Smokey said on I Am So Tired of Malthus
September 9, 2010 at 4:47 pm
In response to Willis Eschenbach on September 8, 2010 at 11:30 pm:
Guest Post by Willis Eschenbach Daily we are deluged with gloom about how we are overwhelming the Earth’s ability to sustain and support our growing numbers. Increasing population is again being hailed as the catastrophe of the century. In addition, floods and droughts are said to be leading to widespread crop loss. The erosion of […]
PAST PEAK OIL PREDICTIONS:
– 1885, U.S. Geological Survey: “Little or no chance for oil in California.”

- 1891, U.S. Geological Survey: “Little or no chance for oil in Kansas and Texas”

- 1914, U.S. Bureau of Mines: “Total future production limit of 5.7 billion barrels of oil, at most a 10-year supply remaining.”

- 1939, Department of the Interior: “Oil reserves in the United States to be exhausted in 13 years.”

- 1951, Department of the Interior, Oil and Gas Division: “Oil reserves in the United States to be exhausted in 13 years.”



These aren’t predictions of Peak Oil, Hubbert published his papers later than all these dates except for the last one.
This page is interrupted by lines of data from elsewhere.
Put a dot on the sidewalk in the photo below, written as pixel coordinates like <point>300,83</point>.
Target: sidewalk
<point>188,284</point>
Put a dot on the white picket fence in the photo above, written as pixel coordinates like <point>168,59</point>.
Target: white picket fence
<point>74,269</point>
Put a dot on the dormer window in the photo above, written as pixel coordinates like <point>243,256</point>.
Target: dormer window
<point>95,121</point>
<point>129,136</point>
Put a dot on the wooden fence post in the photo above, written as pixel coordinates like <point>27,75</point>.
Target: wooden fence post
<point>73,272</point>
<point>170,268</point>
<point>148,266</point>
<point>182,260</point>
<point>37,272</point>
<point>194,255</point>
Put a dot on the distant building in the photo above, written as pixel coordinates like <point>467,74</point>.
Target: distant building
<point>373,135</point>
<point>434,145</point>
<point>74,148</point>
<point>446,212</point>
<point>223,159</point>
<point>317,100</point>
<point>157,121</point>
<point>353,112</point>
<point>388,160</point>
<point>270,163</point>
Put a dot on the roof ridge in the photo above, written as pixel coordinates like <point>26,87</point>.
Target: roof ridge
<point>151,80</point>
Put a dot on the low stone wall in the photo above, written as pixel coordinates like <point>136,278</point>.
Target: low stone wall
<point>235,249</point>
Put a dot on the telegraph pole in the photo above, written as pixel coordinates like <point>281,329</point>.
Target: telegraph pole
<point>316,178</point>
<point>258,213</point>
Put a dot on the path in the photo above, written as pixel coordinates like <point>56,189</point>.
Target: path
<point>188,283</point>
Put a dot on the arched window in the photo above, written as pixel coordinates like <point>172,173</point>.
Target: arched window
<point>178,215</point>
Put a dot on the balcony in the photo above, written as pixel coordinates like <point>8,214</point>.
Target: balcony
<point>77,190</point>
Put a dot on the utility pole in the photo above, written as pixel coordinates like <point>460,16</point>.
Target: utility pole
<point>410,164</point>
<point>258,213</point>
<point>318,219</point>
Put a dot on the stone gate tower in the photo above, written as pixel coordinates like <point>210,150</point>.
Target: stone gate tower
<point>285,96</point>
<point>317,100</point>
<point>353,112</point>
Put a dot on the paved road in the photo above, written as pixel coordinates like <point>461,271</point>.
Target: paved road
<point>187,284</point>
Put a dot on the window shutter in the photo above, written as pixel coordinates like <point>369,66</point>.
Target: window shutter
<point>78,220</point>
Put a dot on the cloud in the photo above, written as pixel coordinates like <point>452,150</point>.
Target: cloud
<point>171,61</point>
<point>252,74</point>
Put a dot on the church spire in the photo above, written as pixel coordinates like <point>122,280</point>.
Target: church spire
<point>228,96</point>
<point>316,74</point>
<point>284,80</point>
Those were estimates of remaining reserves, but they were made at time that discoveries hadn’t peaked. They have peaked globally in the 1960s, which gives you a very good idea, based on past experience in individual oil provinces and countries when the global peak will be. It is not very complicated. And it works, as evident by the fact that Hubbert got the year of the US peak pretty much exactly right.
[snip]

GM
September 9, 2010 5:06 pm

Willis Eschenbach said on I Am So Tired of Malthus
September 9, 2010 at 4:40 pm
Once again, GM, you are making claims without numbers.
Total sunlight hitting the earth’s surface = ~ 170 watts/metre squared
Energy hitting the earth = 170 W/m2 * 5.1E14 square metres of earth surface = 8.7E16 watts continuous
8.7E16 watts continuous * 365.25 days/yr * 24 hours/day = 7.6E20 watt-hrs/year
Humans produce and use about 1.3E17 watt-hrs/year from all sources (renewable, nuclear, fossil, etc).
This means that our total human energy use, for everything, is less than a five-thousandth of the sun’s energy. So I don’t think we’re near the limit of food production yet …

[snip. Strike two. ~dbs, mod.]

Z
September 9, 2010 5:08 pm

Vince Causey says:
September 9, 2010 at 11:50 am
I should have pointed out as well, it is universally accepted that coal is a fossil fuel. It is only oil that has the alternative theory.

OK, let me get this straight.
Coal is a fossil fuel – it is produced in the mantle.
If you heat coal you can get oil from it, as the Germans proved during WWII.
Oil is not a fossil fuel, because there is something in the mantle preventing the heat from converting the coal there to oil.
Have I got that right?

Z
September 9, 2010 5:14 pm

Stephen Wilde says:
September 9, 2010 at 4:55 pm
If 6 billion could have lived in stone age conditions then they would have so lived. Early death was what prevented it then and we only have the number we have now because use of fossil fuels enabled us to extend average life expectancies.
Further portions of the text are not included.